Every time I read quotes like, "Live your passion and you will never work a day in your life," or "Discover what you were born to do and you will always be happy," I have a knee jerk type of reaction. It usually involves me rolling my eyes and saying insightful things like, "Baloney."

The truth is that it is has taken me quite some time to get to a place of freedom and rejection of this mentality. My reaction used to be both guilt that I didn't live my passion as well as jealousy of those who did. And just in case you didn't know this already, neither guilt or jealousy are healthy emotions to live with.

I realize I am saying something rather counter-cultural to today's mindset, but I just find this way of thinking very limiting and unrealistic.  Life is full of the mundane, routine, non-passion-inspiring moments and activities. Do I have to fell "born to do" laundry in order to do it? Or am I just doomed to do it and be unhappy about it?

There is also an element of this philosophy that ignores the fact that God might very well call us to do something really hard.

His calling in our lives may or may not be in our area of passion. He might give us a job for which we are not naturally gifted. He may very well want to show Himself strong in our weaknesses.

Look at Moses. He was a man with a speech impediment who was called to speak to the mightiest ruler of the world. He lead people who were obstinate and who frustrated the tar out of him and it almost wore him out. He faced hunger, complaining, uncertainty, monotony, and danger with a people who questioned his authority. (Sounds like the life of every parent!) Leading the Isrealites for 40 years through a desert while trying to keep their focus on God was hard.

But he was living what God called him to do.

Look at Mary. She was a girl who was looking for the kind of life everyone else around her had- one with a husband and a family. But she had to face the unthinkable- a pregnancy out of wedlock which almost caused her to loose her betrothed. Then she had to raise a Son, who was the Son of God, which she must have felt totally unqualified to do. And then she was horrifically present at the moment He suffered and died. While being the mother of Christ must have contained unspeakable joys, every moment must have also been hard.

But she was living the life God had designed her for.

Look at Jeremiah.
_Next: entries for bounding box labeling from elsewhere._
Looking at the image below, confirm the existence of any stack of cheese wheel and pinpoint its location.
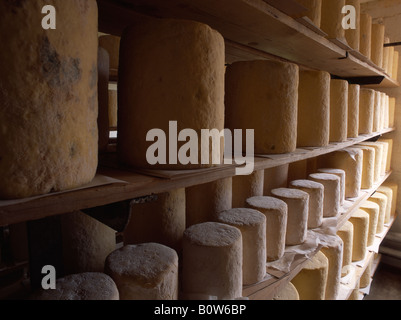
[232,170,265,208]
[321,236,344,300]
[360,200,380,247]
[185,178,233,228]
[317,168,345,205]
[0,0,98,199]
[225,59,299,154]
[359,88,375,134]
[291,251,329,300]
[61,212,116,274]
[309,173,341,218]
[117,19,225,170]
[182,222,242,300]
[318,148,363,198]
[297,70,330,147]
[217,208,266,285]
[31,272,120,301]
[246,197,288,261]
[124,189,186,252]
[349,209,369,262]
[289,180,325,229]
[272,188,309,246]
[330,79,348,142]
[104,243,178,300]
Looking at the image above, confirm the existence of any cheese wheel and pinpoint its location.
[330,79,348,142]
[61,212,116,274]
[360,201,380,247]
[349,209,369,262]
[359,13,372,59]
[182,222,242,300]
[31,272,119,301]
[217,208,266,285]
[0,0,98,199]
[117,19,225,170]
[343,0,361,51]
[347,84,361,138]
[291,251,329,300]
[377,185,393,224]
[318,148,363,198]
[321,236,344,300]
[359,88,375,134]
[124,189,186,252]
[320,0,345,40]
[371,23,385,68]
[232,170,265,208]
[337,221,354,276]
[104,243,178,300]
[185,178,233,228]
[225,60,299,154]
[272,188,309,246]
[289,180,325,229]
[308,173,341,218]
[316,168,345,205]
[246,197,288,261]
[297,70,330,147]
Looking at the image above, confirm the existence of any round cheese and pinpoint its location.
[182,222,242,300]
[297,70,330,147]
[246,197,288,262]
[0,0,98,199]
[225,60,299,154]
[272,188,309,246]
[217,208,266,285]
[104,243,178,300]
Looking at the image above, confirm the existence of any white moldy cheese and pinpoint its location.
[0,0,98,199]
[225,60,299,154]
[246,197,288,261]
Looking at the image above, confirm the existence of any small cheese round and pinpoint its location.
[217,208,266,285]
[105,243,178,300]
[272,188,309,246]
[289,180,324,229]
[182,222,243,300]
[246,197,288,261]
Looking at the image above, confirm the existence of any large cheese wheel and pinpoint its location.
[318,148,363,198]
[124,189,186,252]
[360,200,380,247]
[232,170,265,208]
[359,13,372,59]
[31,272,120,301]
[289,180,325,229]
[347,84,361,138]
[225,60,299,154]
[272,188,309,246]
[359,88,375,134]
[320,0,345,40]
[185,178,233,228]
[308,173,341,218]
[371,23,385,68]
[182,222,242,300]
[61,212,116,274]
[317,168,345,205]
[291,251,329,300]
[0,0,98,198]
[104,243,178,300]
[349,209,369,262]
[297,70,330,147]
[330,79,348,142]
[117,19,225,170]
[321,236,344,300]
[217,208,266,285]
[246,197,288,261]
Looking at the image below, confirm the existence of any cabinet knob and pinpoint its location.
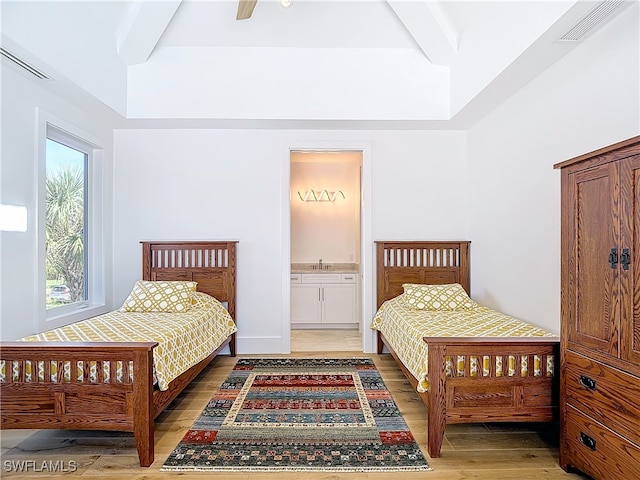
[580,375,596,392]
[580,432,596,452]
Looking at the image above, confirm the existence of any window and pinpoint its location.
[45,133,87,309]
[37,110,112,331]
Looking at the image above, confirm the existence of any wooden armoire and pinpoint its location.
[555,136,640,480]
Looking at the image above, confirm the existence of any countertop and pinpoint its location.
[291,262,359,273]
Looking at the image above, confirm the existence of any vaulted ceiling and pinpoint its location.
[0,0,632,128]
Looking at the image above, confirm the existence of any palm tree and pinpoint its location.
[45,167,85,302]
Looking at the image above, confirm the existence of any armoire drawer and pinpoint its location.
[564,406,640,480]
[562,351,640,445]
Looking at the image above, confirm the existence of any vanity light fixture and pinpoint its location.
[298,189,346,202]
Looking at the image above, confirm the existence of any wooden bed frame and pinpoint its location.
[376,242,560,458]
[0,241,236,467]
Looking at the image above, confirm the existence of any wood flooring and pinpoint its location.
[0,330,587,480]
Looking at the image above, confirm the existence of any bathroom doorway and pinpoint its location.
[290,150,363,352]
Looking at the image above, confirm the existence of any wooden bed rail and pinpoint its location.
[424,337,560,457]
[0,342,157,466]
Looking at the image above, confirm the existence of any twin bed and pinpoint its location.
[372,242,560,458]
[0,242,559,466]
[0,242,237,467]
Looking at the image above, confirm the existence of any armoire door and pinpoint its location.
[563,162,622,356]
[620,155,640,365]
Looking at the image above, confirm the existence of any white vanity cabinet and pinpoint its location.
[291,273,358,328]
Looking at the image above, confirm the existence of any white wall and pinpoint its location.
[0,65,114,340]
[468,3,640,332]
[114,129,467,353]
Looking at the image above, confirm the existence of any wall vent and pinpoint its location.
[558,0,624,42]
[0,47,51,80]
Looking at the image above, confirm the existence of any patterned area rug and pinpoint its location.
[161,358,430,472]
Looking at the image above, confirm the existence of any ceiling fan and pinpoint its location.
[236,0,293,20]
[236,0,258,20]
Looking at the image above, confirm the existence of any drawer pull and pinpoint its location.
[580,375,596,392]
[580,432,596,452]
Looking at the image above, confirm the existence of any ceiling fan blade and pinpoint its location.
[236,0,258,20]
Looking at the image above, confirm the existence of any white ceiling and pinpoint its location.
[0,0,634,128]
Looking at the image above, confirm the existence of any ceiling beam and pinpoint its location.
[118,0,182,65]
[387,0,458,66]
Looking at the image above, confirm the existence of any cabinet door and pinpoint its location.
[563,162,622,356]
[291,284,322,324]
[322,284,356,323]
[620,155,640,365]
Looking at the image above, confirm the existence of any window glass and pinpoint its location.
[45,136,91,309]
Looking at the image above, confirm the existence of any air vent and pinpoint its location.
[558,0,624,42]
[0,47,50,80]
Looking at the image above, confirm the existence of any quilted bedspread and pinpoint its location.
[371,295,556,392]
[6,292,237,390]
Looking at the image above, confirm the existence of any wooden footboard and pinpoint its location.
[0,342,157,467]
[378,332,560,458]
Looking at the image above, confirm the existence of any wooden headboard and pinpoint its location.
[375,241,471,308]
[140,241,237,320]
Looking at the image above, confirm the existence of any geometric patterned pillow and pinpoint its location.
[402,283,478,310]
[122,280,197,313]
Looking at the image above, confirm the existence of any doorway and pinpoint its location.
[289,150,364,352]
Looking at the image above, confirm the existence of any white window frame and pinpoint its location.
[36,111,108,331]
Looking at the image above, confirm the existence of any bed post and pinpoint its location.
[427,344,446,458]
[132,343,157,467]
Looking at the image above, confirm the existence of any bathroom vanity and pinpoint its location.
[291,262,359,329]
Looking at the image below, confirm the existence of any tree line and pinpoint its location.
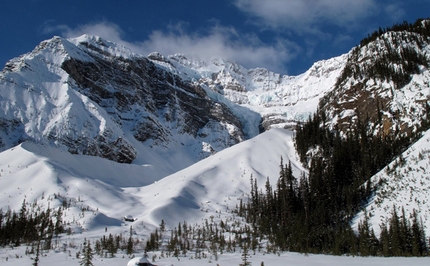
[239,111,428,256]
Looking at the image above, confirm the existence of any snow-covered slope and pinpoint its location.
[356,130,430,236]
[149,53,347,129]
[0,129,304,231]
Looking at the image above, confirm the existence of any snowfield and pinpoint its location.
[0,129,430,265]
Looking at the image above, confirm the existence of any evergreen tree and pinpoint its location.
[127,226,133,255]
[79,240,94,266]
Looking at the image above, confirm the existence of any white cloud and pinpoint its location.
[235,0,378,32]
[45,22,300,73]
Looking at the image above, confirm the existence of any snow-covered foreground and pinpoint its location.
[0,251,430,266]
[0,129,430,265]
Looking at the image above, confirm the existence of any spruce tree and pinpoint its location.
[79,240,94,266]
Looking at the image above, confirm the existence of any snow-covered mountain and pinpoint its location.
[320,20,430,136]
[0,18,430,244]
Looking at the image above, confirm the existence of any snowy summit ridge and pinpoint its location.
[0,23,430,244]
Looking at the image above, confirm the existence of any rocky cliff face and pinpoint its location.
[0,22,430,166]
[0,36,254,163]
[320,21,430,136]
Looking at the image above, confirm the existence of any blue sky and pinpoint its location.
[0,0,430,75]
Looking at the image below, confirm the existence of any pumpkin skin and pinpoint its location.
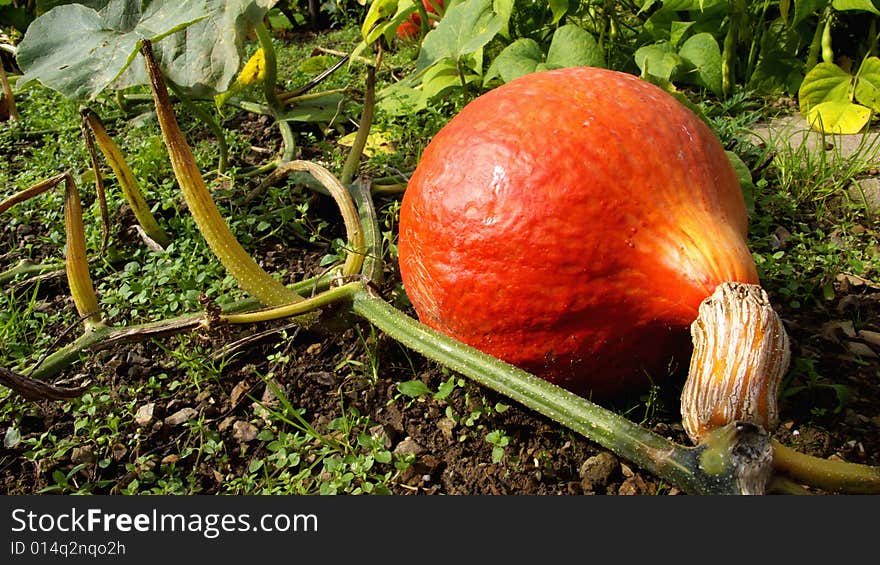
[398,67,758,397]
[397,0,443,39]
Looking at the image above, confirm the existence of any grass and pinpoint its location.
[0,23,880,494]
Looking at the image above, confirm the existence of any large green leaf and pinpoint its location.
[798,63,855,115]
[483,37,544,83]
[855,57,880,112]
[113,0,275,98]
[547,24,605,68]
[678,33,721,96]
[17,0,207,100]
[416,0,505,72]
[648,0,728,12]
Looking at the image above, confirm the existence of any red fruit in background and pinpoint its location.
[397,0,443,39]
[399,68,758,397]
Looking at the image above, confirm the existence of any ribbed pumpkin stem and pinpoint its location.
[681,282,791,443]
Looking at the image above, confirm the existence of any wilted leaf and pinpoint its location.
[855,57,880,112]
[483,37,544,83]
[634,43,685,80]
[678,33,721,96]
[337,131,394,157]
[113,0,275,98]
[798,63,855,116]
[547,24,605,68]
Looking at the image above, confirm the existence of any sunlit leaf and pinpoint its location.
[337,131,394,157]
[678,33,721,96]
[416,0,504,72]
[855,57,880,112]
[805,102,871,134]
[483,37,544,83]
[17,0,211,100]
[798,62,855,115]
[547,24,605,68]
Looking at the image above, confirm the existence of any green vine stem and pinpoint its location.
[0,64,21,121]
[64,174,102,327]
[141,40,302,306]
[255,22,296,163]
[352,287,763,494]
[773,440,880,494]
[0,259,64,285]
[80,108,171,247]
[339,51,382,186]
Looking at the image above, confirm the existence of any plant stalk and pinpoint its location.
[64,174,102,326]
[352,287,769,494]
[163,83,229,174]
[142,40,302,306]
[256,22,296,163]
[339,48,382,186]
[0,64,21,121]
[773,440,880,494]
[81,108,171,247]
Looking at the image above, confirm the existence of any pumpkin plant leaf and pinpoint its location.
[547,0,568,26]
[634,42,686,81]
[416,0,505,73]
[17,0,208,100]
[422,59,480,102]
[791,0,828,27]
[805,101,871,134]
[678,33,721,96]
[113,0,275,98]
[855,57,880,112]
[547,24,605,68]
[483,37,544,84]
[831,0,880,16]
[798,62,855,116]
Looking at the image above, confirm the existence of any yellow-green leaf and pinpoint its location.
[337,131,394,157]
[806,102,871,134]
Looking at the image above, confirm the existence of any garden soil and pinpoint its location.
[0,112,880,495]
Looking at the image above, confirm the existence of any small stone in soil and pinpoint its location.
[134,402,156,426]
[165,407,198,426]
[580,451,620,492]
[232,420,259,443]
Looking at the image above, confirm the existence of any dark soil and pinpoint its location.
[0,104,880,495]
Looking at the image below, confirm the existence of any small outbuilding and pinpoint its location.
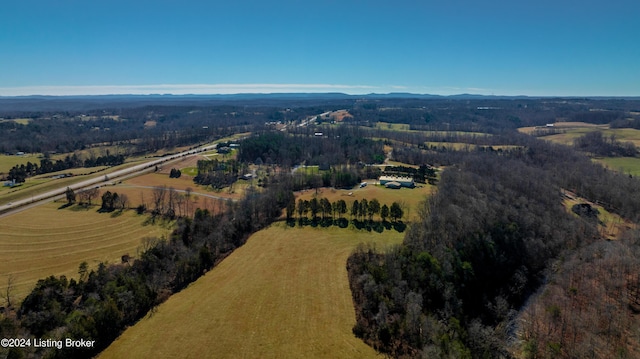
[384,181,402,189]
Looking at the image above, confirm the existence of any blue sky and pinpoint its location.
[0,0,640,96]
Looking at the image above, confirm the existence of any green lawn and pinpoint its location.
[594,157,640,176]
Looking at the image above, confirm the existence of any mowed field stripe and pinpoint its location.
[0,203,170,302]
[100,223,404,358]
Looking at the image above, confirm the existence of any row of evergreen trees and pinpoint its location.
[286,197,404,222]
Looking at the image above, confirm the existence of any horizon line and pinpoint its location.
[0,83,640,97]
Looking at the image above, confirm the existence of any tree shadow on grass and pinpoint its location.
[58,203,73,209]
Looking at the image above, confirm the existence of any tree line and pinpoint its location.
[348,145,597,358]
[286,197,404,222]
[0,178,293,358]
[7,153,125,183]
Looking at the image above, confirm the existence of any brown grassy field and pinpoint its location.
[0,202,170,300]
[296,179,436,222]
[100,226,403,358]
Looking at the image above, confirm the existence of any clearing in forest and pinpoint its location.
[100,226,404,358]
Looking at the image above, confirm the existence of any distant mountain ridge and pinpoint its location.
[0,92,640,114]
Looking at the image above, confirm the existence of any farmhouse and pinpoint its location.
[378,176,416,188]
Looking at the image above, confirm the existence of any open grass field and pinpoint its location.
[0,202,170,300]
[100,223,403,358]
[594,157,640,176]
[296,179,436,222]
[518,122,640,146]
[376,122,409,131]
[0,153,42,173]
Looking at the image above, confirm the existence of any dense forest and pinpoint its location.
[348,131,640,358]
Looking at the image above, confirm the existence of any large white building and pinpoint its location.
[378,176,416,188]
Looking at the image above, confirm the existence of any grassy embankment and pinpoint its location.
[0,202,170,301]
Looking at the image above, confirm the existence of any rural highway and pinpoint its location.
[0,144,217,215]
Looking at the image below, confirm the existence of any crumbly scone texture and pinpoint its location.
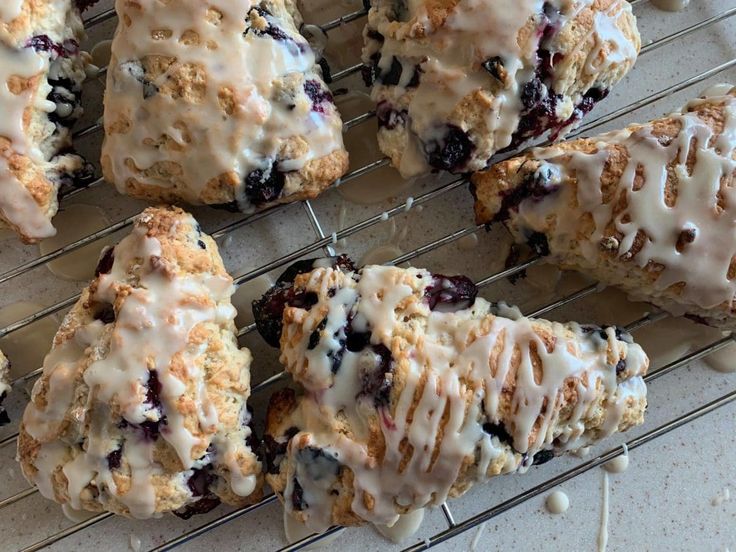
[0,351,10,426]
[0,0,87,243]
[18,208,262,518]
[363,0,641,176]
[102,0,348,212]
[265,266,648,530]
[472,88,736,330]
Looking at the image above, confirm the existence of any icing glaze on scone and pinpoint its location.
[19,209,260,518]
[0,0,88,242]
[363,0,640,176]
[102,0,347,212]
[473,87,736,329]
[266,266,648,530]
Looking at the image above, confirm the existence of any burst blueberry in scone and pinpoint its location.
[363,0,641,177]
[255,263,648,531]
[18,208,262,518]
[0,351,10,426]
[472,87,736,329]
[102,0,348,212]
[0,0,92,243]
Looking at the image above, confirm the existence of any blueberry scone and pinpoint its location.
[363,0,641,177]
[256,258,648,531]
[0,0,90,243]
[102,0,348,212]
[0,351,10,426]
[472,87,736,330]
[18,208,262,518]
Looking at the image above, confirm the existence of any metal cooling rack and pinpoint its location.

He was a man who, in order to follow the call of God, had to speak such unpopular words that he was beaten, put in stocks and imprisoned, thrown into a cistern, and was rejected by his own family.  He lived constantly with the tug-of-war of on the one side dreading giving the words the Lord had for him to say and on the other side the impossibility of not saying the words that were like a fire within him. (Jer. 20:8-9) To speak meant he would be reviled, but to not speak was inconceivable. His life was very, very hard.

But he was living the calling of God on his life.

And the point is? Just that if life is hard, and if you are not working in your sweet spot, and if your passion is on the back burner, and if being faithful means denying your desire.....that does not mean that you are in the wrong place.

Sometimes life is hard. Relationships are hard. Denying yourself is hard. Picking up your cross daily is hard. So lean into the hard. Don't assume that because something is hard, you are in the wrong place.

Find freedom in the midst of the hard by seeing Jesus beside you, in every crazy or mundane circumstance, showing Himself strong.

Life can be hard, but it may just be the exact life God has called you to and created you for.

What do you find hard? Is it what God called you to do? Lean. Into. It.